Victoria Insípida

Si yo fuera un héroe, no estaría vomitando.

Los héroes son invencibles, la sangre no les fluye por las venas. Son los colosos modernos.


Mírame. Tirado sobre las escaleras a la planta superior, vomitando ni siquiera comida, sino bilis, porque sólo me hago consciente del hambre cuando es tan intrusiva en mi cabeza que no puedo dejarla para otro día.


Con arcadas. Con los ojos llenos de lágrimas.


Si prestas atención, puedes oír a los moribundos en el piso de abajo. Con quejidos débiles, arrastrándose sobre el cristal y los casquillos.


La adrenalina sólo puede mantener a tu cuerpo a tope por tiempo limitado. Cuando se agota el reloj de arena, la biología te pasa factura. Sientes los músculos pesados, la espalda entumecida. Estás aturdido y se te va el aliento. Frente a mí, el mundo se ofusca, los sonidos descienden.


No. No, no, no, no, no.

Si pierdes la conciencia ahora, te matarán.
Nada se resolverá. La mejor forma de volverte un fantasma con mil asuntos pendientes.
¿O ya soy un fantasma y todavía no me he enterado?

Me muerdo la lengua. Con fuerza. Hasta que la saliva se mezcla con la sangre. El mundo poco a poco se reenfoca.
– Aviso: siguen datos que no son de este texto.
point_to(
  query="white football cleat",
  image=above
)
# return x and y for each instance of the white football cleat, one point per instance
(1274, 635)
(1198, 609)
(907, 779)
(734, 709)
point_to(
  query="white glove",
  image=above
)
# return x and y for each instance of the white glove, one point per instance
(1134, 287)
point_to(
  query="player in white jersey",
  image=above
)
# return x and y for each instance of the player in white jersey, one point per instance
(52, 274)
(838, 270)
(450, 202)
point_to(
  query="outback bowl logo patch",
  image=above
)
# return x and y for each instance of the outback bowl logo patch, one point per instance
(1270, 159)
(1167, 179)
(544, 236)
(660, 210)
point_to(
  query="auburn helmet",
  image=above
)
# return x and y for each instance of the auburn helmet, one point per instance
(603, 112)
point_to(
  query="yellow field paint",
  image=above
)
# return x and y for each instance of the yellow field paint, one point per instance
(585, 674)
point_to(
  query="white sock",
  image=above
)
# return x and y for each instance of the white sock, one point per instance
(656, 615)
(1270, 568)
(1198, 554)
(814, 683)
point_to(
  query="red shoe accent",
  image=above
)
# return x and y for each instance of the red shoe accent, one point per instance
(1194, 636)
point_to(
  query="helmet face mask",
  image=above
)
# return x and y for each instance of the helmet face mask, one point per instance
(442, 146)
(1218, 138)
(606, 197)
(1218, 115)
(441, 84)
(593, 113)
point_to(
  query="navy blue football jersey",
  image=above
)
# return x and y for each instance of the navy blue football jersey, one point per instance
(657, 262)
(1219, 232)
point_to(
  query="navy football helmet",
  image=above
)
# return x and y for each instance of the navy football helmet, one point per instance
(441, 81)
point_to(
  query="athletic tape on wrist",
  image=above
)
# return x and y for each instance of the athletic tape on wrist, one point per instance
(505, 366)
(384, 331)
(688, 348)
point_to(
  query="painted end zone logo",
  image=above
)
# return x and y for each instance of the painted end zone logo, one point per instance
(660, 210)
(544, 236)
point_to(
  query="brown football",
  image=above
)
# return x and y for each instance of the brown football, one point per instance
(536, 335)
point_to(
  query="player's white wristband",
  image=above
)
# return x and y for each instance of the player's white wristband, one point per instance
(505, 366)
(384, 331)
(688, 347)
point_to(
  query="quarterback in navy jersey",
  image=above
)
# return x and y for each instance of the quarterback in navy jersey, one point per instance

Oigo a la chica gemir de miedo en el piso superior y es a ese sonido al que me aferro. Mi maltrecho, mi terco y absurdo cuerpo se hunde en las profundidades del placentero desconocimiento y es a esa mano de princesa improbable a lo que me agarro, gritando burbujas de pánico.


Me recuerda a cuando me dispararon. Que me quedé en la calle tirado, rascando las paredes de lo que fuera que me permitiera seguir despierto. Cuando piensas que lo mejor es que descanses los ojos por un rato, las luces se apagarán para siempre.

Me levanto como puedo, un espantapájaros en sobretodo. Alguien se aparece del piso superior y dispara, levantando una nube de yeso a escasos centímetros de mi cara. La explosión, rotunda y sobrecogedora a tan corta distancia, me sacude el corazón. Si ese tipo hubiese usado una escopeta, como todos los del primer piso, en vez de una pistola, yo no estaría contando esto.

Mi primer disparo le aterriza en el hombro. El segundo en el cuello. Cuando llego junto a él, le pateo la pistola, lejos. No lo remato porque quiero que sepa qué se siente cuando todos sus sentidos te gritan que te han disparado. Con este, sin cretinos cerca, puedo darme el lujo.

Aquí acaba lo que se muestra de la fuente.